Il s’éjecta du flot de son ampleur grandissante dans une petite rue attenante à l’allée commerçante, et se passa la main sur le visage, se demandant ce qu’il allait faire maintenant. Suivre les petites rues qui couraient parallèlement à son itinéraire initial allait certes le retarder, mais ce serait mieux que rien. Restait simplement à ne pas se perdre dans ces chemins ophidiens, et à éviter les endroits les moins fréquentables. Laissant retomber sa main, il regarda devant lui, et ne put que pousser un grognement de frustration en constatant qu’il se trouvait dans une impasse. Il haïssait les villes. Derrière lui, le mouvement de foule semblait prendre de l’ampleur, et les voix craintives s’étaient changées en un chœur discordant de cris et de gémissements. S’intéressant pour la première à l’autre personne qui se trouvait ici avec lui, il la détailla rapidement.

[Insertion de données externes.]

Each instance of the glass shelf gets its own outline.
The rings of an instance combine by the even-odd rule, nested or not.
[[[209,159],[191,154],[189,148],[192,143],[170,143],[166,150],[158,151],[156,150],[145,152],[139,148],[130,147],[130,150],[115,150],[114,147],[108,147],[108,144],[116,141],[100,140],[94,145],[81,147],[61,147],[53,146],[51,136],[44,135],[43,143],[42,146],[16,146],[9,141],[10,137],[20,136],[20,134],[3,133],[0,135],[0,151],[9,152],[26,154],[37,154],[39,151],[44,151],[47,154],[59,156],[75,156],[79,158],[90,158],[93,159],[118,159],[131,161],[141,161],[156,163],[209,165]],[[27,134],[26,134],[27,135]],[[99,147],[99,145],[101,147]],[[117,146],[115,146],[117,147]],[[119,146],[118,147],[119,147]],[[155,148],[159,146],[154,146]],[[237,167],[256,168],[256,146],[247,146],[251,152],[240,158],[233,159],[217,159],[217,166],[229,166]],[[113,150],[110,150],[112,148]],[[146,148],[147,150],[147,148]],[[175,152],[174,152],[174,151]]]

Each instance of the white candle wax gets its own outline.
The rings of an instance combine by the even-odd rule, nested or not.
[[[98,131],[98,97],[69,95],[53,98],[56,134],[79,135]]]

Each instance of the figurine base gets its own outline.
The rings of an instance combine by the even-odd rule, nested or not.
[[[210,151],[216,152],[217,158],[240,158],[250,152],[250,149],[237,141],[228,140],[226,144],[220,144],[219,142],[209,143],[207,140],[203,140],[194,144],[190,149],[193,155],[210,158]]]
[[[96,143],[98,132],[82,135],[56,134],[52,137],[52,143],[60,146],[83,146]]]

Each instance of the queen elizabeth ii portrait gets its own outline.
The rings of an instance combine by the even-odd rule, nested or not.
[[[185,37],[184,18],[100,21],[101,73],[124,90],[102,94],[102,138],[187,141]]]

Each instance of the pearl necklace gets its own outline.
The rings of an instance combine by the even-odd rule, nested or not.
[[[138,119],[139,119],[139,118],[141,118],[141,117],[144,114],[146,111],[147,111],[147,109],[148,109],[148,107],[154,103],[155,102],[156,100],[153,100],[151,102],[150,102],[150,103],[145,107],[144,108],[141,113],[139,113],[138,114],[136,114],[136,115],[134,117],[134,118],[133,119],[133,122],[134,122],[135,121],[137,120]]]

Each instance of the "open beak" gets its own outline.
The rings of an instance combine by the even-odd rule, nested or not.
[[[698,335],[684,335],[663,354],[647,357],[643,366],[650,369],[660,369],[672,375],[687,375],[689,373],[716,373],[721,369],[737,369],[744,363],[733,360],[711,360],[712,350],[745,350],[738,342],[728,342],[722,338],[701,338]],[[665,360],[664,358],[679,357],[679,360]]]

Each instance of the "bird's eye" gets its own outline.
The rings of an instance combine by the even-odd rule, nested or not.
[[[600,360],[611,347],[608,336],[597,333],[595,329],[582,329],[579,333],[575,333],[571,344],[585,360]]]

« Tu ne sais pas par où on peut passer pour rejoindre la Rue de la Nouvelle-Lune, j’imagine ? »
C’était une petite chose, qu’il avait en face de lui, une petite chose fragile et qui pouvait facilement se cacher. Les autres races mortelles lui faisaient rarement un autre effet. Il attendit une réponse de la créature, cherchant en même temps un moyen de se débrouiller. Au rythme où les choses progressaient, il devrait bientôt se résoudre à escalader la façade la plus proche et à passer par les toits.